The FFA convened discussions in Sydney on Friday between state bodies, A-League clubs and the players' association.
The talks were centred on reforming FFA's congress, which elects the FFA board and sets a path for the sport in Australia.
With 10 members - nine state and territory bodies and an A-League representative - Australia's congress is the smallest of any FIFA-affiliated nation, leading the world body to request broader representation.
FIFA set the reform request, given the small make-up of the congress and the transition of power in November 2015 from previous chairman Frank Lowy to his son Steven.
The reform challenge has been taken up with gusto by power-starved groups.
A-League clubs are hungry to gain more seats at the table, believing their investment earns them the right to a louder say in how the sport is run.
Other interests - including the players, women's football and referees - would also like more influence.
FIFA had put a March 31 deadline on the request, a date that looks unlikely to be met after Friday's stalemate.
At the very least, the ongoing power play will cast a shadow over the crunch 2018 FIFA World Cup qualifier with United Arab Emirates on Tuesday week (March 28) in Sydney.
It's understood FFA hasn't closed the door on reaching a resolution on a new Congress model, which will need to be signed off at an extraordinary general meeting.

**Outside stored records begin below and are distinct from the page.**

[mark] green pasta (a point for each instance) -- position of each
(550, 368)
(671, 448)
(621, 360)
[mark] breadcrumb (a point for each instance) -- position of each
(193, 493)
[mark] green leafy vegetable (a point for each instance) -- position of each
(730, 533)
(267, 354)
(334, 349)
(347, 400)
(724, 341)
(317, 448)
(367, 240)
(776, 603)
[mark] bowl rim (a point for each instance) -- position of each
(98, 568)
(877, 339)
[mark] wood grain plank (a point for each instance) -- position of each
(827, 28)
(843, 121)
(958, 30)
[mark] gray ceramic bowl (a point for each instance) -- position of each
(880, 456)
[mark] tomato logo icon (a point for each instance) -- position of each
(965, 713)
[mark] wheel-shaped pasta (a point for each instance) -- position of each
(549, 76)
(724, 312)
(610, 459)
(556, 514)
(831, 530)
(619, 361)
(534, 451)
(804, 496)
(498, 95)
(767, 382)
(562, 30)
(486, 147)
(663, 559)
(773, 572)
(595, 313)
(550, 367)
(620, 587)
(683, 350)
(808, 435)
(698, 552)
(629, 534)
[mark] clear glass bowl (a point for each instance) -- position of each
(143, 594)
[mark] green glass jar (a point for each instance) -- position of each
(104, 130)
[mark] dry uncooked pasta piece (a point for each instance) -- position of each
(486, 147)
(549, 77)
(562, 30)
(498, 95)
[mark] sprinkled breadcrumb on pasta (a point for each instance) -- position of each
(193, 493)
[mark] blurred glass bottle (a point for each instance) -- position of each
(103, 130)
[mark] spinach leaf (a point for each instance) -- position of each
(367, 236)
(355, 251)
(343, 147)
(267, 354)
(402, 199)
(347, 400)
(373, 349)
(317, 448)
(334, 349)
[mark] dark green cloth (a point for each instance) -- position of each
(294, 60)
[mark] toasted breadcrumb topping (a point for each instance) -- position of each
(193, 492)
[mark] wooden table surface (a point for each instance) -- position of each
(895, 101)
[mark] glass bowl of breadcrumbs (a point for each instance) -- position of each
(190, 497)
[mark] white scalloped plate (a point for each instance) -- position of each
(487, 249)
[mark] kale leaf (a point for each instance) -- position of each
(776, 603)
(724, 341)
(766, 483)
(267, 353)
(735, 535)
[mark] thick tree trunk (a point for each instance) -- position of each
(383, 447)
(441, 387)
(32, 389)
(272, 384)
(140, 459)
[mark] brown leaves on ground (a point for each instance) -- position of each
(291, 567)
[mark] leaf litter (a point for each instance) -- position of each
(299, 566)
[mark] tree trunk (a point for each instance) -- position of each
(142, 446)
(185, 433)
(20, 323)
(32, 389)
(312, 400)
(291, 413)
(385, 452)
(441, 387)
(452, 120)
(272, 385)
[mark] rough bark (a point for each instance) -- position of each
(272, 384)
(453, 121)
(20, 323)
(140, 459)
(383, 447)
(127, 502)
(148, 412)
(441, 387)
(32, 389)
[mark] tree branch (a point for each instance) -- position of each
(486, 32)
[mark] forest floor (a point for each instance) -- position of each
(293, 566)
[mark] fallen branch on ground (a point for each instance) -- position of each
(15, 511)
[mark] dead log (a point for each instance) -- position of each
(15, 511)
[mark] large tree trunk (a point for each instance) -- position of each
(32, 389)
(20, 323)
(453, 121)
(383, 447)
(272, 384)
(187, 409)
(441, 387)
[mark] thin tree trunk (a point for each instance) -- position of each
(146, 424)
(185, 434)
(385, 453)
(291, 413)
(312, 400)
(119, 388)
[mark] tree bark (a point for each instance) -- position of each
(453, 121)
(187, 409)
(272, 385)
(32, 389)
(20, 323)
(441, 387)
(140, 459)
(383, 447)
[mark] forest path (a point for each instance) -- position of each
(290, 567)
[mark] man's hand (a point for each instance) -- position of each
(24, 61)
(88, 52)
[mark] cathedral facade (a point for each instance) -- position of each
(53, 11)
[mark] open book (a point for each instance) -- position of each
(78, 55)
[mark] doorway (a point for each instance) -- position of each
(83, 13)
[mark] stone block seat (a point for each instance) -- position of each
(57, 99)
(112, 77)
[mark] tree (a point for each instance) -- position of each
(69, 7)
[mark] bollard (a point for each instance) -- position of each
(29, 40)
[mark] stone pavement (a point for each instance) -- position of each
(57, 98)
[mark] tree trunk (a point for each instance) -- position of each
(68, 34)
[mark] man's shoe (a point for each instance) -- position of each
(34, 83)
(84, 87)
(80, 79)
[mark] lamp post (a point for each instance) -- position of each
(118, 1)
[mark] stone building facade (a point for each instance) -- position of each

While eight of the Congress must agree to the reforms for them to pass, a new model will need to satisfy other parties - particularly A-League clubs - to end ongoing hostilities.
The FFA board has just 14 days to pull off that delicate negotiation.
"Everyone was able to explain their position today as part of a frank and very constructive discussion," Lowy said in a statement.
"There was discussion on many points, including the relevance of intended changes to the ownership and operating model of the Hyundai A-League to the make-up of an expanded Congress.
"On the few matters where different views are held, everyone at the meeting agreed to go back to their own boards to consider the path forward.
"Discussions will continue next week."
It's understood parties to the discussions agreed to keep the content of the talks confidential, contradicting previous pledges for a transparent process.